Fanny Mendelssohn’s Lost Sonata Finally Gets Its Premiere

Graphic by Angelie Zaslavsky
Imagine learning all of Bach’s 48 preludes and fugues by heart and being told, “that’s cute.” You’d smash your instrument, and the interlocutor in rage. Well, that’s precisely what happened to Fanny Mendelssohn (it happened to countless women then, and continues to happen now). Fanny, though a musical prodigy and a prolific composer, was overshadowed throughout her life by her more famous, equally prodigious brother Felix — you may have heard of him.

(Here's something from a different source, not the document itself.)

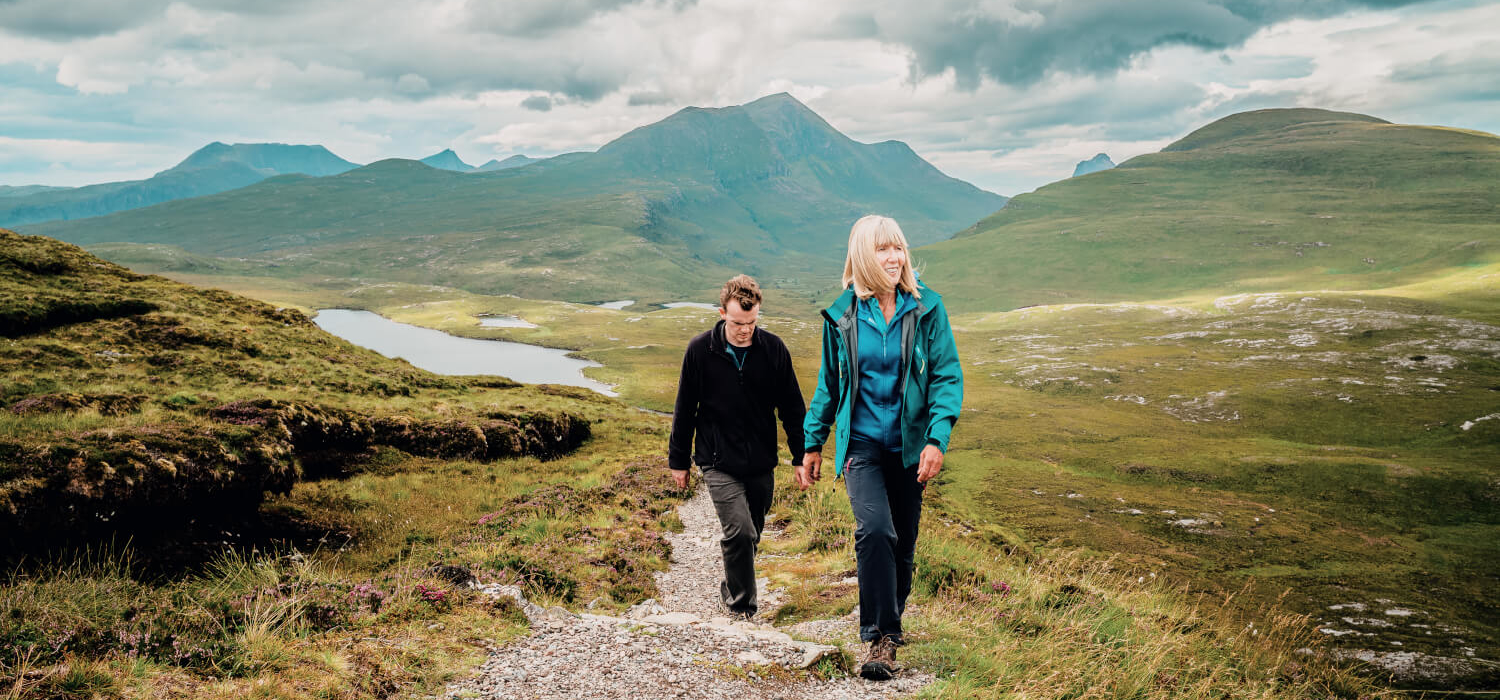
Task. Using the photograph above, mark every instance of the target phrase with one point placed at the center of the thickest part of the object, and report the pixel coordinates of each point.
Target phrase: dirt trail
(677, 646)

Well now, 170 years after her death, one of Fanny’s “lost” compositions is about to get its premiere. The BBC reported earlier this week that Fanny’s “Easter Sonata” will finally be heard on March 8th on BBC Radio 3. The sonata, discovered in a French book shop in 1970, was originally thought to have been Felix’s composition. But Dr. Angela Mace Christian, an American Scholar, was able to prove that the “F Mendelssohn” signature was Fanny’s, not Felix’s. She told the BBC that “this is a major work, and one of huge ambition for someone aged only twenty three.”
The piece is being premiered, just in time for the Women’s Strike, as part of a day of programming that highlights female musicians.